Bereits seit einiger Zeit ersetzt die bargeldlose Zahlung vielerorts das bare Geld. Es ist sicher nur mehr eine Frage der Zeit, bis wir alles digital online bezahlen. Online Payment ist viel mehr als nur eine Modeerscheinung, es ist der Trend unserer Zeit und wird vor allem unsere Zukunft sein. Viele Länder diskutieren derzeit über die Abschaffung des Bargelds.

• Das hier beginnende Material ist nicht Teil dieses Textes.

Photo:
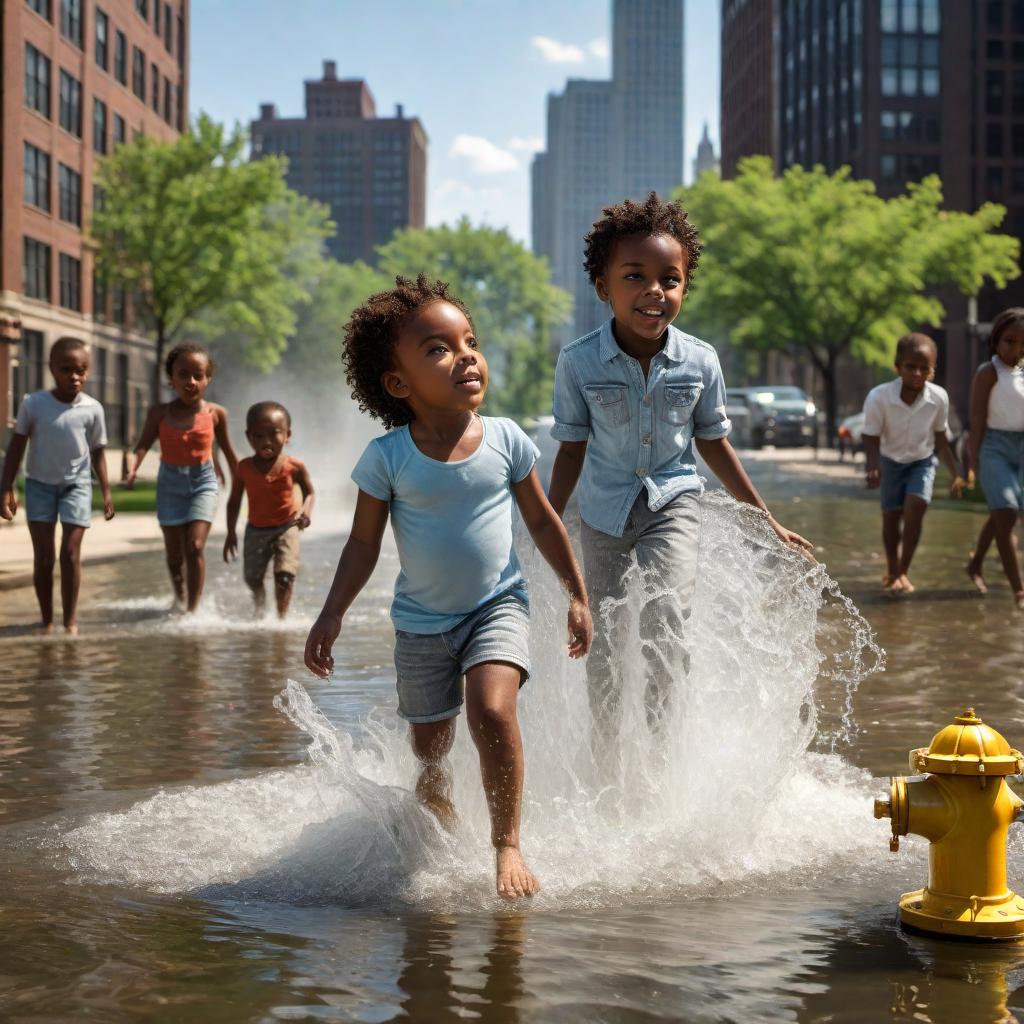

Die Menschen haben aber davor auch Angst, da sie so ihr Vermögen nicht mehr „griffbereit“ haben, sondern ihnen nur mehr virtueller Zugang zu den Zahlungsmitteln gewährt ist. Das Sparbuch und das Girokonto sind Fundamente unserer Zahlungen, denn schon der Wegfall der lokalen Bankfilialen ist für viele Menschen schwer zu verarbeiten. Mit dem ausgefüllten Überweisungsträger seine Zahlungen machen ist beinahe ausgestorben, denn heute haben viele ihr Konto bei Online-Banken, die komplett ohne Filialen und Papier auskommen.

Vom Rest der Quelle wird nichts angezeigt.